Id – Delay impairment factor. This accounts for impairments caused by a delay in the network.
Ie – Equipment impairment factor. This accounts for impairments caused by low bit rate coders as well as the effect of frame loss on the coder. This was discussed earlier in detail in Frame Loss here.
A – Expectation factor. This is a correction factor that adjusts perceived quality based on user expectation. For example, if users are aware that they are communicating with a hard-to-reach location via
multi-hop satellite connections, they may be more willing to tolerate impairments due to long delays.

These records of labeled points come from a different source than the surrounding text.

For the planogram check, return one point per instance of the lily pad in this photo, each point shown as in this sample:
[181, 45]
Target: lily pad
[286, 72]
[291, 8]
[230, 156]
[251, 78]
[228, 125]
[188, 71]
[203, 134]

For example, once the transmission impairments in an IP network have been measured, the E-Model can be used to calculate the transmission rating factor.
4 The transmission
rating factor can then be transformed into MOS using the following equations:
- For R < 0: MOS = 1
- For 0 < R < 100
MOS = 1 + 0.035R + 7R(R-60)(100-R) x 10-6
- For R > 100 MOS = 4.5
Which Voice Quality Measure Should be Used
Given the plethora of measurement methods, which one should be used? In practice, a number of methods can be used in combination. As mentioned previously, MOS is the most relevant measure because it is the human opinion that counts the most. So it should always be used as a reality check. Instead of conducting a formal MOS test, you may choose to run a pilot of a VoIP network, let a select group of users try out the system, and then provide you with feedback. However, when you are configuring the system, you may make many adjustments, and getting human subjects to assess the effect may be impractical. In these cases, an objective test system such as PSQM, PAMS, or PESQ may be more convenient. In VoIP, QoS is a very important component. In measuring the effectiveness of QoS, measuring the transmission impairments (frame loss, delay, and jitter) is more useful because it helps to directly answer questions such as:
- If the network is congested, are voice frames given higher priority compared with data frames?
- What is the average delay experienced by voice frames?
- What is the average jitter seen by voice frames?
In testing a VoIP network, it is necessary to create a realistic test environment. Typically, this means that there are a number of concurrent voice sessions and that both voice and data traffic are present and competing for bandwidth.